Month: October 2007

bookmark_borderOSSEC v1.4 released

Posted on by Daniel Cid

We are pleased to announce the general availability of OSSEC version 1.4. This
version comes with the following major new features:

  • Support for reading database logs from PostgreSQL and MySQL (info)
  • Support for Prelude (info)
  • Support for storing the alerts on MySQL and PostgreSQL (info)
  • Support for Sonicwall logs, HP-UX ftpd, AIX 5.3 syslog ,etc

Plus lots of bug fixes and small improvements. Check the v1.4 changelog to see all changes and contributors.
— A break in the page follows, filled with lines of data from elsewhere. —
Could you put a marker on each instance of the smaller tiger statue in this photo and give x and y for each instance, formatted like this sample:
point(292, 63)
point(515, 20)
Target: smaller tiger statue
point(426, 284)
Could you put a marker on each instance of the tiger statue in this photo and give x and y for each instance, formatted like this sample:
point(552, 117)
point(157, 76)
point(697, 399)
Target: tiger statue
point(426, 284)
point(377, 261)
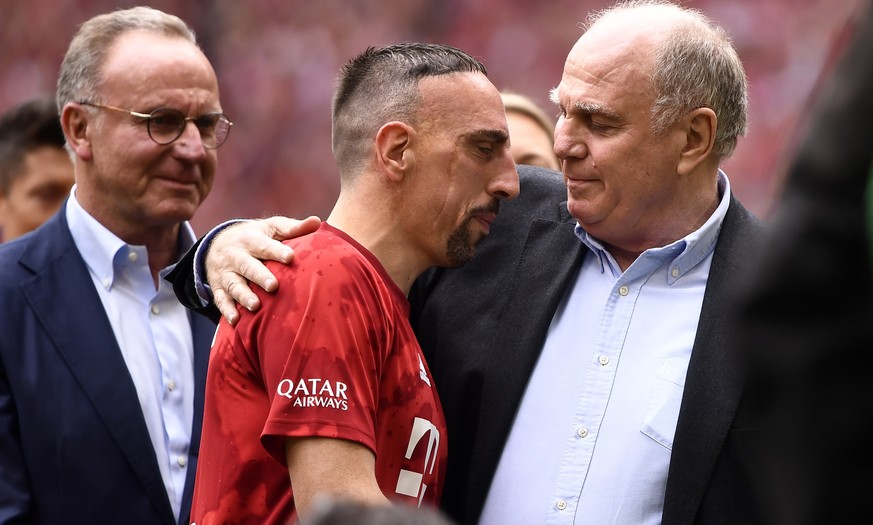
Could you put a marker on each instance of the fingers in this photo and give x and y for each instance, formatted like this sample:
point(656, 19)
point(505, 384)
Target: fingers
point(233, 260)
point(226, 306)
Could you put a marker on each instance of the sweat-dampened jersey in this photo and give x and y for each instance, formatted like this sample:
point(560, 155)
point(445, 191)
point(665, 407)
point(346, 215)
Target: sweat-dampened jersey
point(330, 354)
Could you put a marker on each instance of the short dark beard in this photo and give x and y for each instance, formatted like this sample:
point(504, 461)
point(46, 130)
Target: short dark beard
point(459, 246)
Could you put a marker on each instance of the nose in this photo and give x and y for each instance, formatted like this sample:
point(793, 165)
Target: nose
point(504, 185)
point(568, 142)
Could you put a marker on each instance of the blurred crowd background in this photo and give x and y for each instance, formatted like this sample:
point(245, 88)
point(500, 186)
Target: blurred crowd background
point(276, 62)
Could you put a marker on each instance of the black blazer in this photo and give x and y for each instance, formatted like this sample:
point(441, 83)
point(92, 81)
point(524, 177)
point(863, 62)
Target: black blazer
point(74, 447)
point(483, 326)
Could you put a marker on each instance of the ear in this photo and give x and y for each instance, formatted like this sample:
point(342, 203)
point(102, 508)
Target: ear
point(394, 153)
point(699, 126)
point(75, 120)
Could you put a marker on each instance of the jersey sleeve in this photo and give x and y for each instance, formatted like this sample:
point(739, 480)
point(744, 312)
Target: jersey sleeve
point(320, 345)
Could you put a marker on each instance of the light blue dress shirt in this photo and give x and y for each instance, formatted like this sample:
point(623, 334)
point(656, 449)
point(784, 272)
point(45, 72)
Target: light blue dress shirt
point(153, 331)
point(592, 439)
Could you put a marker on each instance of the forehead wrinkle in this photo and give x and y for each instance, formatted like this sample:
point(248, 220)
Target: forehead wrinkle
point(492, 135)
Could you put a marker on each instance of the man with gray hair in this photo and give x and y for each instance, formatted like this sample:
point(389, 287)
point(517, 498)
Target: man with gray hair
point(101, 371)
point(583, 363)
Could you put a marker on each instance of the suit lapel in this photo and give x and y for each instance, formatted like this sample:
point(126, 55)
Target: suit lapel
point(63, 297)
point(551, 257)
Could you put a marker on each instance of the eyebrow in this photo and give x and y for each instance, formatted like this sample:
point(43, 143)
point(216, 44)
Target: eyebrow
point(587, 108)
point(491, 135)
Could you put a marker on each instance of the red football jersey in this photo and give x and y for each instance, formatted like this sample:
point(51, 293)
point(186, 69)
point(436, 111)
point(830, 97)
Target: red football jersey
point(330, 354)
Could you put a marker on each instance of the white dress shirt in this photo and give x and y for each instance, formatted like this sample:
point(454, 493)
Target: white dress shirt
point(154, 333)
point(592, 439)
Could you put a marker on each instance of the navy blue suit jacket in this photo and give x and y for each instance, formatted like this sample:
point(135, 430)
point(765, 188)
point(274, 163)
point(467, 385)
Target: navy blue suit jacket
point(482, 327)
point(74, 447)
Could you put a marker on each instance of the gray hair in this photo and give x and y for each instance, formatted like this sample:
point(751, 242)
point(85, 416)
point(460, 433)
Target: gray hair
point(695, 66)
point(381, 85)
point(80, 75)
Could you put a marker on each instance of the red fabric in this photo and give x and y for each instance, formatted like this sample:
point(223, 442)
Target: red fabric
point(335, 343)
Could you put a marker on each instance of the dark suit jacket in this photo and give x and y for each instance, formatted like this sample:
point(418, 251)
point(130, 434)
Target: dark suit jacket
point(482, 328)
point(74, 448)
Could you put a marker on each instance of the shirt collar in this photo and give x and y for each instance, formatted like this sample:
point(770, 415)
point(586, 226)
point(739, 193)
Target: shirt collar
point(683, 254)
point(103, 251)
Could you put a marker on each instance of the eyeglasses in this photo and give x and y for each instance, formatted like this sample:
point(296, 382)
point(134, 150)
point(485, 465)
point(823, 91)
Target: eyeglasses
point(165, 125)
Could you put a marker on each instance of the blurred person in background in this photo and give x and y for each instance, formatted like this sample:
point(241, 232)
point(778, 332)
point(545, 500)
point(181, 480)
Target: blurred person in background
point(531, 132)
point(101, 370)
point(806, 322)
point(344, 512)
point(36, 173)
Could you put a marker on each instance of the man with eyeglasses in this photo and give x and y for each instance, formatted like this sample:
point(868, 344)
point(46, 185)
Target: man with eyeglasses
point(102, 372)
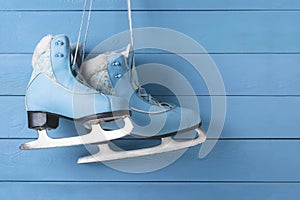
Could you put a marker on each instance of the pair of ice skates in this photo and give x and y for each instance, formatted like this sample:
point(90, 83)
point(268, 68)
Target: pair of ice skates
point(100, 95)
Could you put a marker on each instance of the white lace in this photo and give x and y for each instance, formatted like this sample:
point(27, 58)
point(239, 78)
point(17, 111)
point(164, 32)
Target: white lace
point(86, 30)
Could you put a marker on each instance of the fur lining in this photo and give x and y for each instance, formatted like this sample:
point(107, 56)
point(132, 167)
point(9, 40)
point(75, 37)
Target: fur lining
point(42, 47)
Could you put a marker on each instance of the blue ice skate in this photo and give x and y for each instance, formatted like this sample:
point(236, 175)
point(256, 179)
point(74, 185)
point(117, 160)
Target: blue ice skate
point(112, 72)
point(53, 92)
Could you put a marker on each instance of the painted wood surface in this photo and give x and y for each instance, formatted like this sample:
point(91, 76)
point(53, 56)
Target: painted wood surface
point(230, 160)
point(149, 191)
point(246, 117)
point(242, 74)
point(179, 5)
point(242, 31)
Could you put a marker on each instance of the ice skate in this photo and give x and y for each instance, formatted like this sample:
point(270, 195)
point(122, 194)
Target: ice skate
point(118, 66)
point(53, 92)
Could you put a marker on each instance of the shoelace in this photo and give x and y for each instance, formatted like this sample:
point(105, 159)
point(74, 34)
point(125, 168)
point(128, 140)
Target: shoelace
point(141, 91)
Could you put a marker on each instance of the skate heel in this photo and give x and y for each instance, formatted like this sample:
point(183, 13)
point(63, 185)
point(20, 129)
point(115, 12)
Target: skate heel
point(41, 120)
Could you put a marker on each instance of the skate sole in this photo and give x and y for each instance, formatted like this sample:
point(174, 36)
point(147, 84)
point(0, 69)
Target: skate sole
point(168, 144)
point(42, 121)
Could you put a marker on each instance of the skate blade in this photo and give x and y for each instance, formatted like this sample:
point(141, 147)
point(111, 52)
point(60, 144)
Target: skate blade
point(168, 144)
point(97, 135)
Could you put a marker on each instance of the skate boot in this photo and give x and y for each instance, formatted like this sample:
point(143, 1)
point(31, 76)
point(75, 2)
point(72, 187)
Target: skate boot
point(53, 92)
point(166, 120)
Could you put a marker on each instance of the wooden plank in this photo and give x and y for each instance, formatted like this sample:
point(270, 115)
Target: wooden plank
point(242, 32)
point(250, 74)
point(246, 117)
point(150, 5)
point(248, 160)
point(149, 191)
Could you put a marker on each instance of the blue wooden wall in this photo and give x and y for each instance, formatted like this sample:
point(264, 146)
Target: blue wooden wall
point(256, 47)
Special thanks to Michael Starks, Jeff Schroeder, Steve West, Tom Bicer, Peter M. Abraham, Colby W., Slava Semushin, Sebastien Tricaud, Leonardo Goldim, Trey Valenta, Dustin Lenz and Chris Abernethy for the contributions and John Ives, Rick McClinton, Paul Sebastian Ziegler, Daniel Medianero and Liliane Cid for beta testing this release.

Download it in here.

Official Announcement.

bookmark_borderOSSEC -> Sguil

Posted on by Daniel Cid

David Bianco released a test version of an agent that can take events from
OSSEC and insert them into Sguil as alerts. This is his full msg to the ossec-list:

I’ve put together a test release of an agent that can take events from
the OSSEC alert.log and insert them into Sguil as alerts. It’s based
on the example agent that comes with sguil 0.7.0 (in CVS). It’s pretty
rough code at the moment, but I think I got most of the crash bugs out
of it. Still, I wouldn’t run it on production Sguil servers without
testing it yourself.

You can fetch the code from:

http://www.vorant.com/files/ossec_agent-0.01.tar.gz

bookmark_borderOSSEC v1.4 BETA2 Available

Posted on by Daniel Cid

The second beta of our 1.4 version is available for testing. You can directly download them from here:

What kind of testings do we urgently need?

  • Testing the Windows version (clean install and update) on Windows XP, 2000 and 2003
  • Testing the Unix version on Solaris, AIX, HP-UX, Mac, etc
  • Testing the database output (and checking if the docs make sense: FAQ – DB output)

In addition to that, we also need the normal testing on Linux, BSD, etc… Check out the release of the beta 1 and the Beta testing page in the Wiki for details.

bookmark_borderOSSEC v1.4 BETA1 Available

Posted on by Daniel Cid

OSSEC v1.4 is soon to be available and we really need some help beta testing it. As I always say, trying out our beta releases is a simple and very effective way of helping the project.

How can you test it?
We created an entry in our Wiki with all the information necessary regarding beta testing. The test sets are very simple, but I plan to improve it as we progress. Download information, what to test and everything else is there.

What are the new features?

  • Support for storing the alerts in real time on external databases (MySQL and PostgreSQL)
  • Support for reading logs from databases (MySQL and PostgreSQL too)
  • Lots of new rules, bug fixes and performance improvements…

Any help is very appreciated.

bookmark_borderOSSEC and Prelude

Posted on by Daniel Cid

Sebastien Tricaud sent us some patches to allow the communication between OSSEC and Prelude. If you are a Prelude and OSSEC user, please check it out and let us know how it goes.

Instructions on how to set it up is available at our FAQ entry How to enable Prelude Output? and at this link.

You will also need to use our latest development version from http://www.ossec.net/files/snapshots/ossec-hids-071006.tar.gz

bookmark_borderOSSEC at IT Undeground 2007

Posted on by Daniel Cid

OSSEC will be represented at the 2007 IT Underground Conference, in Warsaw(Poland), where I will be speaking about Log-Based Intrusion Detection (using OSSEC of course). It is going to be a hands on, 1 hour presentation, where everyone will be invited to bring their own laptops and actively participate on it. If you live in Poland (or near by), make sure to attend to lean more about LIDS, OSSEC and log analysis.